Yes that is true but it's not relevant to the idea that an alternate universe with different conditions could be safer than seat belts. If one truly engaged with the thought experiment, you'd have to try to imagine all side effects of the "ludicrous" spike. E.g. drivers no longer tailgate at 70mph -- in fact, they may drive under the speedlimit of 55mph. Instead of whizzing through the neighborhood at 40mph, they drive less than 20mph because any random squirrel running into street would trigger a reaction to hit the brakes which causes the heart to be pierced. Maybe less parents would let their kids have a drivers license at age 16 and instead make them wait until age 18 because of an iron spike pointing at their kids chest would keep them up at night. (That's 2 years less of teen driving fatalities right there.)

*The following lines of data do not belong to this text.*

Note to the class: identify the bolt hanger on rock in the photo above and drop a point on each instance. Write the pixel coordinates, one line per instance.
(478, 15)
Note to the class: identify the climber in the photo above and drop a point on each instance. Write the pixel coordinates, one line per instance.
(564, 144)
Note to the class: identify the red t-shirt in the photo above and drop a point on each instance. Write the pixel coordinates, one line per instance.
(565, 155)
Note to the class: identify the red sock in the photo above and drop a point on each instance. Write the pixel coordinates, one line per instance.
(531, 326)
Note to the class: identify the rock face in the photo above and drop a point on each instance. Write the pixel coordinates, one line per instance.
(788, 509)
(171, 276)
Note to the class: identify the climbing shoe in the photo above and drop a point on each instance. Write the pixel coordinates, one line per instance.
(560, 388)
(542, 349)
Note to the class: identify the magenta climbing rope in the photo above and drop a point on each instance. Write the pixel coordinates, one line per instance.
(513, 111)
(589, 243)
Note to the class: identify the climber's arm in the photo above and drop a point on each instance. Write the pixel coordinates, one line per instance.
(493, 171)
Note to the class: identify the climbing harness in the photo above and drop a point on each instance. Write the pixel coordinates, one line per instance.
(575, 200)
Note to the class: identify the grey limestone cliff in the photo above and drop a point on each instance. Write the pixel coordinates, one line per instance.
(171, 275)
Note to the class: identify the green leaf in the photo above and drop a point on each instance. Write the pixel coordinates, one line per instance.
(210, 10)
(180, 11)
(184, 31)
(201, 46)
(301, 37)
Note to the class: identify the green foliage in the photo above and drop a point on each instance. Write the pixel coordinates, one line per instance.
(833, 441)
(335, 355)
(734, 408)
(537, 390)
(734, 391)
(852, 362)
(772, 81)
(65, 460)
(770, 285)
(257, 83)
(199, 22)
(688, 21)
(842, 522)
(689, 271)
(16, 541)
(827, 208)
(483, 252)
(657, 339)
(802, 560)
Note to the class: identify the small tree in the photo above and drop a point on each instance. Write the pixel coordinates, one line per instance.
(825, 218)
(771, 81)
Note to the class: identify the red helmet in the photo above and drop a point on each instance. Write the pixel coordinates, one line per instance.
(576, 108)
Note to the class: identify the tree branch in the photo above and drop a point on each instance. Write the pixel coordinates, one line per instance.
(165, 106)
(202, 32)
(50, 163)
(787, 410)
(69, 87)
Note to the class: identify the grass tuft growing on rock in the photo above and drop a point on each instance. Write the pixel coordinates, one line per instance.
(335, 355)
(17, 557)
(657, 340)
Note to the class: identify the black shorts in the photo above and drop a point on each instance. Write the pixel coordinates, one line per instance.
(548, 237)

There may be all sorts of hard-to-imagine secondary effects that would lead to less deaths than seat belts. That's the idea of truly playing with that thought experiment. It doesn't mean we'd ever realistically implement that idea.


I love ideas that solve social problems with brain dead simple solutions.

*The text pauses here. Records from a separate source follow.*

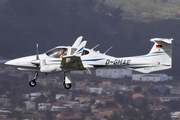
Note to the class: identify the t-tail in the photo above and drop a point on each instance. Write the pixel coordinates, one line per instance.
(159, 57)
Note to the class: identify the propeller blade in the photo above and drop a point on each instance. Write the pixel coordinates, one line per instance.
(37, 57)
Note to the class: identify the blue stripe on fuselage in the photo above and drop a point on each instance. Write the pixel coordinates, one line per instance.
(55, 61)
(80, 49)
(94, 59)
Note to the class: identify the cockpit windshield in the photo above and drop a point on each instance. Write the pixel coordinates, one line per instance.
(57, 52)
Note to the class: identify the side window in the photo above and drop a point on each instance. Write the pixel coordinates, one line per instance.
(73, 50)
(85, 52)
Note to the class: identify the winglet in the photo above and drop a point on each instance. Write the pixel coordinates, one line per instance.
(77, 42)
(80, 49)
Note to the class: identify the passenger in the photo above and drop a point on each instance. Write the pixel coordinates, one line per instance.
(62, 53)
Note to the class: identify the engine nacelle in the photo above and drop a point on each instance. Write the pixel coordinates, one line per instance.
(48, 69)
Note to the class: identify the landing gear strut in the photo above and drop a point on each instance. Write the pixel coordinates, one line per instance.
(32, 83)
(67, 80)
(66, 85)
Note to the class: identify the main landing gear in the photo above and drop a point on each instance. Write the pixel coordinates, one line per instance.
(66, 82)
(32, 83)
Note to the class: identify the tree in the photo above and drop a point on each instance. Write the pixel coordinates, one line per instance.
(119, 98)
(137, 89)
(110, 104)
(154, 114)
(99, 105)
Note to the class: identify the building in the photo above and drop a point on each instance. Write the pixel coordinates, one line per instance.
(107, 111)
(153, 101)
(175, 91)
(81, 84)
(175, 114)
(42, 106)
(168, 98)
(67, 116)
(158, 107)
(151, 77)
(82, 99)
(63, 96)
(105, 84)
(103, 99)
(137, 95)
(30, 105)
(124, 87)
(95, 90)
(113, 73)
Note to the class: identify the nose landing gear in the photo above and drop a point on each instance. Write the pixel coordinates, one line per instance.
(32, 83)
(67, 80)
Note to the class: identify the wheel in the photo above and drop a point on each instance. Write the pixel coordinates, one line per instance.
(32, 83)
(67, 86)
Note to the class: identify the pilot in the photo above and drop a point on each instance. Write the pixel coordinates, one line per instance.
(62, 53)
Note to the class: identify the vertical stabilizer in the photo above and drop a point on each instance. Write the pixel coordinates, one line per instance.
(77, 42)
(159, 57)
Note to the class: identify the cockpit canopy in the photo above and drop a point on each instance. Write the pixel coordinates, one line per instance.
(57, 52)
(61, 51)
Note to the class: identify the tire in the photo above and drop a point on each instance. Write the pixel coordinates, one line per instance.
(67, 86)
(32, 83)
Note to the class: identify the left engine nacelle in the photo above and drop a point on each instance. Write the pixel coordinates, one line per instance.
(49, 69)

Unfortunately it's unlikely this solution will last or spread to other states for two reasons: a) It takes the control from the authorities and gives it back to the people. b) Because the states make a lot of money from speeding tickets and it will be a lot harder to give them if there isn't a speed limit.


Can you provide a scenario where to avoid an accident the best choice is to add speed, which would have the effect of worsening the accident if you are wrong?

Limiting acceleration isn't a great solution, but your idea that accelerating cripples avoidance makes even less sense.


Ideally cars would be equipped with speed limiters. Then the problem disappears. Until this happens, there are many other solutions like you only start paying fines until you do over some limit (like 12 per year) of such minor infractions. Let's not take the focus from the main point: there is currently huge problem with reckless drivers causing death of tens of thousands of people per year (in US alone).

Sure, but it will save many more lives by reducing speeding.

This is a fantastic idea. No one should be able to endanger pedestrians and other drivers through reckless speeding, which killed 12,330 people in the US in 2021 alone [0].